その分、急に視界が開けるから、初めての人は結構驚くんですよ」
どうやら、漸く目的地に近付いたらしい。
慣れないバス旅も終わりかと安堵する卯一郎だが、同時に、運転手の言葉が引っかかった。
「こっちルート、とは」
「え。
いや、あっちの峠越えルートなら、比較的早い段階で分かるもんだから」
卯一郎は、慌ててスマホを手に取ると、予想通りいつの間にか電波を掴んでいたそれで、目的地の交通手段を検索した。
一番最初に視界に飛び込んできた結果は、このローカルバス3時間の旅ではなく、他県からのシャトルバス90分コースだった。
「あ、もしかして知らずにこっち使いましたか」
「行き方を一人旅マニアに聞いて、間違いないと安心していたもので……」
「ああ、マニアはいかんですよ、マニアは」
運転手も、何かしらのマニア情報で思うことがあるらしく、全てを察したとばかりに同情の色を浮かべた声を上げた。
資料を読み込むより前に、やっておくことがあることに、ここで卯一郎は代償を払って思い知る。
「……お気の毒様で」
「……いやいや」
ふと、大きなカーブを曲がりきり、茶と緑の風景に切れ間ができたことに、卯一郎は気付いた。
そこは、唐突に、余りに予兆もなく、バスの正面窓一面に現れた。
巨大な貯水池も相俟って、まるで入り江の砂浜の様な、三方を山に囲まれた平野。
丁度貯水池を半周する形になっていたが、入り組んだ崖で本当に近くまで来るまで気付かないようにできているのだろう。
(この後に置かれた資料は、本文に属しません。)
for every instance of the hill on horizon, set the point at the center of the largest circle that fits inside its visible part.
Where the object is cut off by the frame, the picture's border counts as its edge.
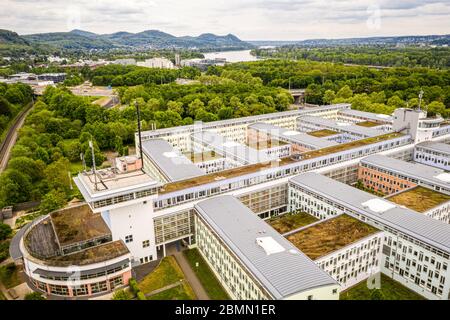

そして、平野一帯には、不自然な程に白い、近代的な建物群が点在し、目で追えば、それは奥側の山肌にまで至っていた。
よく見ると、遠くでは車両が少なからずの数で建物間を往来するのも確認できる。
街だ。
一つの街が、深山の只中に出現した。
そこに至るであろう最後の下り坂を、バスが走る中、その異様な光景に、卯一郎は、事前に把握しておきながらも、言葉を失った。
「ね、驚いたでしょう。
あれぜぇんぶ病院なんですよ」
運転手の、なぜか自慢げな声がスピーカーから響いた。
「次は、終点、医療都市入口、医療都市入口。
お忘れ物など、なさいませんようご注意ください。
ご乗車、お疲れ様でした」
「いや……お互いに……」
最早そんな取って付けの言葉しか、卯一郎の口に上って来なかった。